The prevalence of vaginal-related sexual health problems in our study population was high (over 41%), which is consistent with findings of other epidemiologic studies of long-term breast cancer survivors [28, 29]. However, previous studies relied on smaller sample sizes (i.e., 83, and 134, respectively) and did not focus on postmenopausal breast cancer survivors on AI. As hormonal treatment including AIs is an essential treatment component of breast cancer treatment and survivorship care for women with hormone receptor positive breast cancer, our findings highlight the clinical importance of screening for sexual health problems in this population. The American Cancer Society/American Society of Clinical Oncology Breast Cancer Survivorship Care Guideline recommends that primary care physicians assess and manage sexual health among female adult breast cancer survivors [30]. This includes screening for signs and symptoms of sexual dysfunction, problems with sexual intimacy, and other contributing factors, and counseling patients regarding treatment options. However, these are low level evidence recommendations, and more research on how best to screen, diagnose, and manage sexual health problems in this population are urgently needed.

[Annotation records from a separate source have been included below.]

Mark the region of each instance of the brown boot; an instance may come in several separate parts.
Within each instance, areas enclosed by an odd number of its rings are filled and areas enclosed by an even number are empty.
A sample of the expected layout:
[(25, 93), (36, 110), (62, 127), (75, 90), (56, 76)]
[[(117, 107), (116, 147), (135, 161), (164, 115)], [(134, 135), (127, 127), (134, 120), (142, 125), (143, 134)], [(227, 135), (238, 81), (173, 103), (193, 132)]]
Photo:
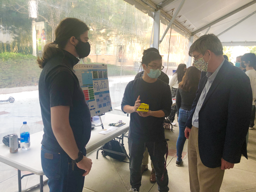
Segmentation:
[(142, 175), (144, 172), (147, 171), (148, 169), (148, 165), (146, 166), (141, 165), (141, 175)]
[(154, 169), (152, 169), (151, 172), (151, 175), (150, 175), (150, 179), (149, 179), (151, 183), (155, 183), (156, 181), (156, 172)]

Our study demonstrated a significant dose–response relationship between anxiety and vaginal-related sexual health problems in postmenopausal breast cancer survivors on AI. Although anxiety is a major factor in the etiology of sexual health in the general and breast cancer populations [31–34], the relationship between the two symptoms in postmenopausal breast cancer survivors has seldom been explored [35, 36]. To our knowledge, our study is the largest to examine the association between anxiety and vaginal-related in postmenopausal breast cancer survivors on AI. The relationship between anxiety and vaginal-related sexual health is likely to be bidirectional. First, since anxiety is known to impact perceptions of pain in cancer patients [37, 38], it may increase perception of vaginal dryness and pain with intercourse [33, 34]. Second, increased vaginal-related sexual health problems (e.g., pain with intercourse and vaginal dryness) may also cause elevated levels of anxiety concerning sexual performance or relationship issues, leading to sexual avoidance and lowering quality of life. As there are many more evidence-based interventions for anxiety symptoms rather than sexual health, our finding raises the possibility that addressing anxiety may impact perception and experience of sexual health problems that warrant further research.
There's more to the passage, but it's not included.